Additionally, whenever I have a bad thought about my abilities, I try to find evidence of the contrary.
If I doubt that I can finish an assignment, I think about all the times I met my deadlines.
If I believe that my friends secretly hate me, I think about the last time we talked.
Learning how to be your best friend and biggest cheerleader will make a world of difference.
Ask any mentally tough woman you know.
5) Diminish others
Bringing others down doesn’t lift you up.
And all that time you waste being jealous of someone else’s success?
It would be better spent working on achieving your own. You’re wasting precious resources.
Mentally tough women celebrate others’ wins.
They know they’ll get their turn sooner rather than later.
6) Try to please everyone
People will get upset with you. It’s part of life.
When you try to please everyone else, you put yourself last.
You’re basically telling yourself that your needs aren’t important.
It’s nice when people get along, but mentally tough women know that isn’t always attainable.
Once you learn to prioritize what you want, your self-esteem skyrockets. A few tips that might help:
- Say no to overcommitting yourself
- Don’t over-explain your refusal to do something
- Stop apologizing for things you aren’t responsible for
- Understand that you don’t need to please everyone to be loved and accepted
At the same time, it’s essential to make peace with the fact that not everyone will like you or agree with your choices.
That doesn’t mean your choices aren’t valid.

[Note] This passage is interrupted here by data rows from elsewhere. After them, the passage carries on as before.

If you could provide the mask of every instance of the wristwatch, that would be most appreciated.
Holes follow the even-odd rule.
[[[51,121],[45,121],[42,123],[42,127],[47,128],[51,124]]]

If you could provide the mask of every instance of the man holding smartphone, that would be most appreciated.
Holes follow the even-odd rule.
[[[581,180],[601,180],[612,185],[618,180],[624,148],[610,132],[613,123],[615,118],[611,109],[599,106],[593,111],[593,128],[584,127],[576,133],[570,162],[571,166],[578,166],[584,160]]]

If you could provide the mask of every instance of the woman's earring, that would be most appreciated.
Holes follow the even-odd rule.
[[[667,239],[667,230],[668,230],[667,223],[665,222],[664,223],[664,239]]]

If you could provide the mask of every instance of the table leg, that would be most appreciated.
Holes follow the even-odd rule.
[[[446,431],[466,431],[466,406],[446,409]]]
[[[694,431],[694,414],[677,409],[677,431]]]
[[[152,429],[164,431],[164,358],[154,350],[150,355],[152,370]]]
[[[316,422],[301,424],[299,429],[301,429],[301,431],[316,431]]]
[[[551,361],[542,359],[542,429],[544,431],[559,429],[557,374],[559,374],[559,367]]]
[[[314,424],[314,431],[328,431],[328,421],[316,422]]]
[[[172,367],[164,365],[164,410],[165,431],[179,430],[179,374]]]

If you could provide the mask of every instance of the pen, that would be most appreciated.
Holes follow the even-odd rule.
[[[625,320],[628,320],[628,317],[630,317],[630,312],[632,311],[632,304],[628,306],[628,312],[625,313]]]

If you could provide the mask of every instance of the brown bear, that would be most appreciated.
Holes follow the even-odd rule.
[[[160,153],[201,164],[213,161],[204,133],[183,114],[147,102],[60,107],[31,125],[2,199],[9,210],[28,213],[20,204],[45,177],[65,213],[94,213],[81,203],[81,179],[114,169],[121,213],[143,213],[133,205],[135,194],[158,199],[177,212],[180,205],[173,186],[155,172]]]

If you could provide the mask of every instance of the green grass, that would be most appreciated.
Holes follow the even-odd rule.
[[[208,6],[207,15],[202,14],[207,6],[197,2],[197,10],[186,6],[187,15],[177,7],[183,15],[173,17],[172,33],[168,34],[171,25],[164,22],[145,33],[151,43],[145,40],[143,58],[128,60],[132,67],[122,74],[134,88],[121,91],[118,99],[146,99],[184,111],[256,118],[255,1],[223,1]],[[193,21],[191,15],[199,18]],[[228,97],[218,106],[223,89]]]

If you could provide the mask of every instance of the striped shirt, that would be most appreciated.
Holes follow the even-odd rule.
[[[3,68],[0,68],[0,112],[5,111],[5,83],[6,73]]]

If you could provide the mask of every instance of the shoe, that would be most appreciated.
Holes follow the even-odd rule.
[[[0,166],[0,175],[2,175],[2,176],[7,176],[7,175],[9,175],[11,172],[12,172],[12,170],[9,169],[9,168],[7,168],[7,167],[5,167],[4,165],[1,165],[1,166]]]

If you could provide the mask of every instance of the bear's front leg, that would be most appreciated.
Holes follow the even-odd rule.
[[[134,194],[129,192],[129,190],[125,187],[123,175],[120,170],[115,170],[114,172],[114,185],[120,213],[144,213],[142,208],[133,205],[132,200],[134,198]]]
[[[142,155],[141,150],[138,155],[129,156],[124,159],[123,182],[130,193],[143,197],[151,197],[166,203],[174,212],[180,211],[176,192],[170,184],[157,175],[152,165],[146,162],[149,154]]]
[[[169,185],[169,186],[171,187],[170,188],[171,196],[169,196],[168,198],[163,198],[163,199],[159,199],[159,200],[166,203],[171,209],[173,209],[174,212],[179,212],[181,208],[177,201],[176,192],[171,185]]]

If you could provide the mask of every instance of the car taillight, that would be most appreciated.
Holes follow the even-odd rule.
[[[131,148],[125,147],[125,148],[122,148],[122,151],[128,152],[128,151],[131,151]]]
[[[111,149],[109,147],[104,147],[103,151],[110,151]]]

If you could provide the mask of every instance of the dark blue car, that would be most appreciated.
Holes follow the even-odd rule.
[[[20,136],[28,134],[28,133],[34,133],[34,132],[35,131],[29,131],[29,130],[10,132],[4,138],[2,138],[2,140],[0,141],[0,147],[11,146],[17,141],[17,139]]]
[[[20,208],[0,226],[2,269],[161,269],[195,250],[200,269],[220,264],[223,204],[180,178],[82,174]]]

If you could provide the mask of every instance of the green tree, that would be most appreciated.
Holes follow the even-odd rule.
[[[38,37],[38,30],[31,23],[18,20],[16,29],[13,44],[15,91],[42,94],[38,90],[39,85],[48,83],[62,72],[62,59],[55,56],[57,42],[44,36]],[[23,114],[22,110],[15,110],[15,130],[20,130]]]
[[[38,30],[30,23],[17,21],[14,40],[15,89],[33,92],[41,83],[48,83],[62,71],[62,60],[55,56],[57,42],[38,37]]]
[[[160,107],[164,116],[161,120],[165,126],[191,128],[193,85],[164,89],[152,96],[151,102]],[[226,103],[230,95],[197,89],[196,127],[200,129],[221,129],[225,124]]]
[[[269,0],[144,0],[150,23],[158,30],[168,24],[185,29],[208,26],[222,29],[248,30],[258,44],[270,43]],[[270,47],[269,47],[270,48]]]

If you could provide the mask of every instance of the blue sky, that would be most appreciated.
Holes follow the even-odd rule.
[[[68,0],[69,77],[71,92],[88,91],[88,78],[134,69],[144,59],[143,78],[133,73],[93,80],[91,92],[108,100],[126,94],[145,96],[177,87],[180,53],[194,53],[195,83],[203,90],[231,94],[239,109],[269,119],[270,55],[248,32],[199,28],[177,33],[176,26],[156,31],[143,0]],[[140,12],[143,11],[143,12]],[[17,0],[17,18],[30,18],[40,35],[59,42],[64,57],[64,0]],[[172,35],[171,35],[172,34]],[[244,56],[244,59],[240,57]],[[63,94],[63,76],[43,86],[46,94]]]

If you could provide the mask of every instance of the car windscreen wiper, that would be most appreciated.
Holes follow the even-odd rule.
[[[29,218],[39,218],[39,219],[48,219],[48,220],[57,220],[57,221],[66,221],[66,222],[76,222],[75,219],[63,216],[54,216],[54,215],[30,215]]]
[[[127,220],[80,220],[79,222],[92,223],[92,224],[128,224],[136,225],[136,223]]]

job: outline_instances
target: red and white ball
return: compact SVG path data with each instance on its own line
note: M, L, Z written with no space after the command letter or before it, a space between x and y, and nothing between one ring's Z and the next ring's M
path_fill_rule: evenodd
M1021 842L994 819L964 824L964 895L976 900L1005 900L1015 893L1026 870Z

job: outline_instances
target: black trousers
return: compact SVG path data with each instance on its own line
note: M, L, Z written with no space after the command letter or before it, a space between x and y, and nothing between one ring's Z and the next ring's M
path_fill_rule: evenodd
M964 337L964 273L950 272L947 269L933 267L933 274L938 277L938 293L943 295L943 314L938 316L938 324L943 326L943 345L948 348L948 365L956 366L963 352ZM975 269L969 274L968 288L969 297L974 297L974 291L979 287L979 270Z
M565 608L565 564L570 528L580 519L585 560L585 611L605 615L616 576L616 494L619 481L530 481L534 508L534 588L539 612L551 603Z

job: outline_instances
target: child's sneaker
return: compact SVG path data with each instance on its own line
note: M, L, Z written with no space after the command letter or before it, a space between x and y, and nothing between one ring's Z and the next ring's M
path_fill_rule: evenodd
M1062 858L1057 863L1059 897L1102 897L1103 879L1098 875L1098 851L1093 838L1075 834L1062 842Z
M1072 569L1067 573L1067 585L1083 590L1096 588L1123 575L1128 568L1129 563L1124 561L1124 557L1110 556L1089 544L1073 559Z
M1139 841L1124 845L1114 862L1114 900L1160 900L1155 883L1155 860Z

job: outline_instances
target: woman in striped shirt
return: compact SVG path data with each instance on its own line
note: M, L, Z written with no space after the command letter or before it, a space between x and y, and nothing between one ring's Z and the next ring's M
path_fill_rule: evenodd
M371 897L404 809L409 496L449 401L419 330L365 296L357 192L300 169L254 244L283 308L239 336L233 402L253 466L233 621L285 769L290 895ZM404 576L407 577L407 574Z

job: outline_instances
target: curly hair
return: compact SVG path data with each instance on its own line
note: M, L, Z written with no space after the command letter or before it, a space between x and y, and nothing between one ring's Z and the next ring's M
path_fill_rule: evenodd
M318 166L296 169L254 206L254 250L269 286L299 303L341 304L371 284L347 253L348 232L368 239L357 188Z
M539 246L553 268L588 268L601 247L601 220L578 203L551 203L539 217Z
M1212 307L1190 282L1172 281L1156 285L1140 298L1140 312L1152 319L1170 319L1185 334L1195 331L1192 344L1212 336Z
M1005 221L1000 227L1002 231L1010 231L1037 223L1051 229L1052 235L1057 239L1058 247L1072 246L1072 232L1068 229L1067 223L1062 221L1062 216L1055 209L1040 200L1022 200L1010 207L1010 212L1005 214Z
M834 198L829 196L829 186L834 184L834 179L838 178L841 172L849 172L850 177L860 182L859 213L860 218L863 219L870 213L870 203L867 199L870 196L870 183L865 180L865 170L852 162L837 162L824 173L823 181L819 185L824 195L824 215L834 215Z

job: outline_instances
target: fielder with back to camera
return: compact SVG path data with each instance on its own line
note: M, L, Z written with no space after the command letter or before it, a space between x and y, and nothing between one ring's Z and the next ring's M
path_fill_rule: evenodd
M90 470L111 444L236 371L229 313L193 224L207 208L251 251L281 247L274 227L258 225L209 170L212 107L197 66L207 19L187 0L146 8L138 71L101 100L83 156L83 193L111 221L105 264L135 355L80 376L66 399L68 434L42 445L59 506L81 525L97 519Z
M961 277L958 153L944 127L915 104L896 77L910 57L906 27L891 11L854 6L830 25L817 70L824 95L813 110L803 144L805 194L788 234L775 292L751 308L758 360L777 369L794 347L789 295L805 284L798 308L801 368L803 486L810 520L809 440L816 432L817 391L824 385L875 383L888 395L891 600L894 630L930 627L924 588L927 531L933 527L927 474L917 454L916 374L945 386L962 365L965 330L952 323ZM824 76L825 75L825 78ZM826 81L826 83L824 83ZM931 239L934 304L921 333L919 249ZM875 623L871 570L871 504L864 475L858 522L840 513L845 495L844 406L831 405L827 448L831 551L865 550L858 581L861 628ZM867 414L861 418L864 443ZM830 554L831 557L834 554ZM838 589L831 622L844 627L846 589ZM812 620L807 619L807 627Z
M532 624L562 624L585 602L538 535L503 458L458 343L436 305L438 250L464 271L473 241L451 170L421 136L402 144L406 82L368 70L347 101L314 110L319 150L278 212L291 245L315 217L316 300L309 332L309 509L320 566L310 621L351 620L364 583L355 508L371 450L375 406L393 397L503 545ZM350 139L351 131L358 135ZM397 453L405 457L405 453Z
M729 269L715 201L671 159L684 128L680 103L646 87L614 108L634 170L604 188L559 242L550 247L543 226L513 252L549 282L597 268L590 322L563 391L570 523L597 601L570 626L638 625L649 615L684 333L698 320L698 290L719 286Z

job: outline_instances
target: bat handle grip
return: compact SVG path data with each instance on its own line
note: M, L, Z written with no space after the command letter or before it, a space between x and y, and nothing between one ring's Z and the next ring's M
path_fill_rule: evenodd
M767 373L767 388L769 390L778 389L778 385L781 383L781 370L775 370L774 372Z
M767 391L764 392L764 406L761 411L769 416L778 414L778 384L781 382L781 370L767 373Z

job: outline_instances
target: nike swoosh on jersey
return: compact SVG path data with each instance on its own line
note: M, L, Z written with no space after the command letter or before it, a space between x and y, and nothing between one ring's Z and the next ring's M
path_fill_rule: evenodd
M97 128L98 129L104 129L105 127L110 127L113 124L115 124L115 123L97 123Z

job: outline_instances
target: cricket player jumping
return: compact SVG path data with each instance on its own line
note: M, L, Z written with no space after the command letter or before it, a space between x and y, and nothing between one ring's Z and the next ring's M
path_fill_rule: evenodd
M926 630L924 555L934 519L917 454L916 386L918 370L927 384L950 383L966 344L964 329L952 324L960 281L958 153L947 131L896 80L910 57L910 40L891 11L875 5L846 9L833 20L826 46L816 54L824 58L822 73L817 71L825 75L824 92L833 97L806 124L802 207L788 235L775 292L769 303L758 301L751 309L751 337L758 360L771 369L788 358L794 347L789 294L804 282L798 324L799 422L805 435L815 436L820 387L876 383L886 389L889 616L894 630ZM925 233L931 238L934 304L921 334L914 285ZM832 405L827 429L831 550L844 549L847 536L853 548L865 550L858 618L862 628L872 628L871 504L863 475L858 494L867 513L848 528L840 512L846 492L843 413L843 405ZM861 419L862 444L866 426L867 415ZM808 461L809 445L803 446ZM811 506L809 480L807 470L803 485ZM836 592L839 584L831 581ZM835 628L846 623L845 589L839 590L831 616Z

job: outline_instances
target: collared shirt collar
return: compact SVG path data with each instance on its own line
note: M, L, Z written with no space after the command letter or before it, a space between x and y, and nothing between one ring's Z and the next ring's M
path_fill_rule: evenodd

If you want to start a YouTube channel, do it.
Quit your successful job to live on a farm? Go ahead.
Wear that extravagant dress at brunch? You’ll turn heads.
More often than not, when someone mocks you or tries to prevent you from going after your dreams, they do it because of their insecurities.
Others’ opinions on how you should live your life are just noise.
Mentally tough women tune it out.
7) Obsess over things they can’t control
Some things in life are impossible to control. Trying to will drive you crazy.
If you tend to obsess over past mistakes or over other people’s actions, you spend a lot of time dwelling on things you can’t change.
Mentally tough women prefer to redirect their attention to stuff they can influence, like their future.
Time marches on no matter what, but you have a say in how the next weeks, months, and years of your life look.
Accepting that you’re not in charge of everything gives you immense freedom.
This doesn’t mean ignoring problems. But once you acknowledge them, don’t waste time wondering why they popped up.
Take constructive action to fix them.
Letting go of what you can’t control enables you to channel your energy into areas where you can make a positive difference.
That’s what mental toughness is all about.
Final thoughts
Like weight-lifting builds muscle, ditching the habits above improves mental toughness over time.
It’s a gradual journey, and you’ll probably stumble upon obstacles along the way.
But you already have all the tools to overcome them.
Before you know it, resilience will be your middle name.